[ARTICLE] Hybrid Assistive Neuromuscular Dynamic Stimulation Therapy: A New Strategy for Improving Upper Extremity Function in Patients with Hemiparesis following Stroke – Full Text

Abstract

Hybrid Assistive Neuromuscular Dynamic Stimulation (HANDS) therapy is one of the neurorehabilitation therapeutic approaches that facilitates the use of the paretic upper extremity (UE) in daily life by combining closed-loop electromyography- (EMG-) controlled neuromuscular electrical stimulation (NMES) with a wrist-hand splint. This closed-loop EMG-controlled NMES can change its stimulation intensity in direct proportion to the changes in voluntary generated EMG amplitudes recorded with surface electrodes placed on the target muscle. The stimulation was applied to the paretic finger extensors. Patients wore a wrist-hand splint and carried a portable stimulator in an arm holder for 8 hours during the daytime. The system was active for 8 hours, and patients were instructed to use their paretic hand as much as possible. HANDS therapy was conducted for 3 weeks. The patients were also instructed to practice bimanual activities in their daily lives. Paretic upper extremity motor function improved after 3 weeks of HANDS therapy. Functional improvement of upper extremity motor function and spasticity with HANDS therapy is based on the disinhibition of the affected hemisphere and modulation of reciprocal inhibition. HANDS therapy may offer a promising option for the management of the paretic UE in patients with stroke.

1. Functional Recovery of Upper Extremity Motor Function following Stroke

Stroke is a common health-care problem that causes physical impairment, disability, and problems in social participation. The most common impairment caused by stroke is motor impairment. Motor impairment affects the control of the unilateral upper and lower extremities. Recovery of function in the hemiparetic upper extremity is noted in fewer than 15% of patients after stroke [1].

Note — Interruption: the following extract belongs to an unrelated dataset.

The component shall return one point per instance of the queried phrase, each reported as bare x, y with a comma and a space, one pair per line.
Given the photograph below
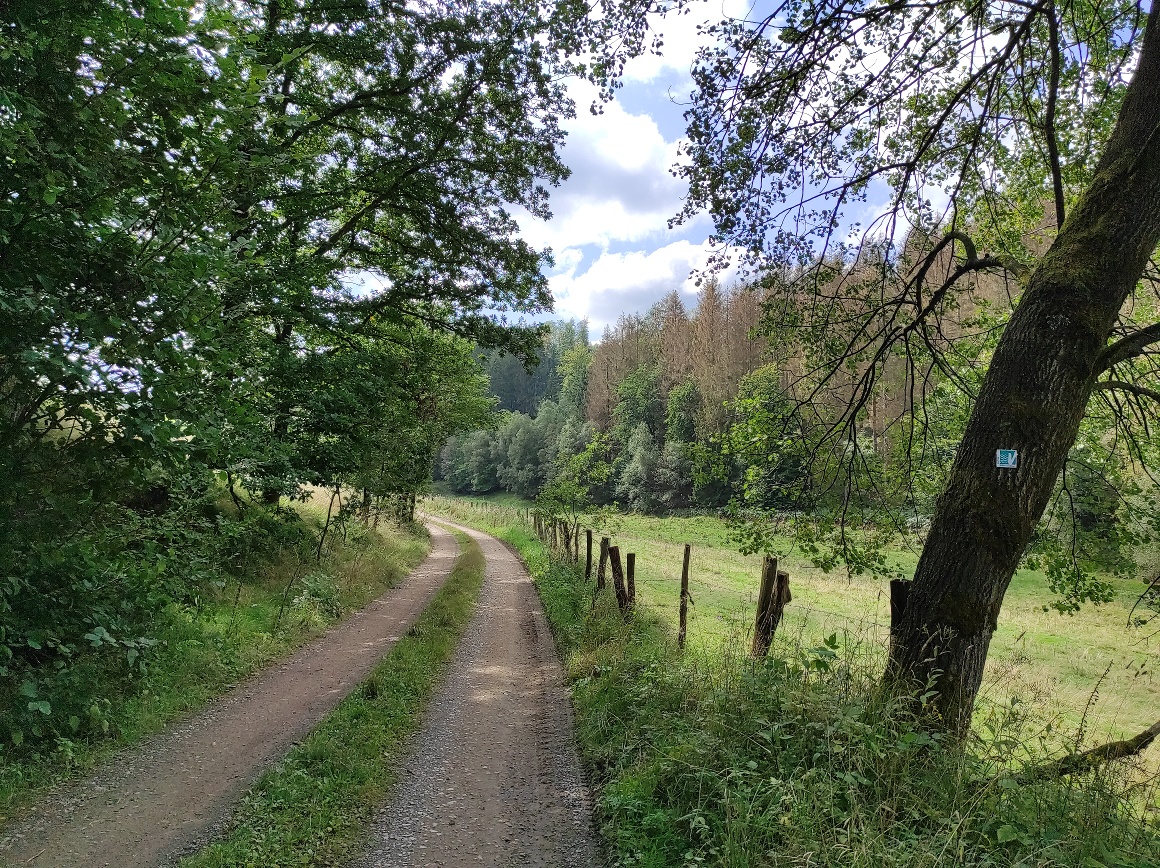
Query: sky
609, 232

Patients often compensate for their paretic upper extremity by using their intact upper extremity in the performance of everyday tasks [2]. It is supposed that strong reliance on compensatory overuse of the intact upper extremity inhibits functional recovery of the impaired upper extremity. This may explain the limited improvement of the functional capability of the paretic upper extremity in activities of daily living (ADL).

Principles of motor rehabilitation following stroke have been described as being dose-dependent and task-specific [3]. High-intensity practice and task-specific training are recommended for functional recovery. Several systematic reviews [4, 5] have explored whether high-intensity therapy improves recovery, and the principle that increased intensive training is helpful is widely accepted. Task-specific training is a well-accepted principle in motor rehabilitation. Training should target the goals that are relevant for the needs of the patients and preferably be given in the patient’s own environment.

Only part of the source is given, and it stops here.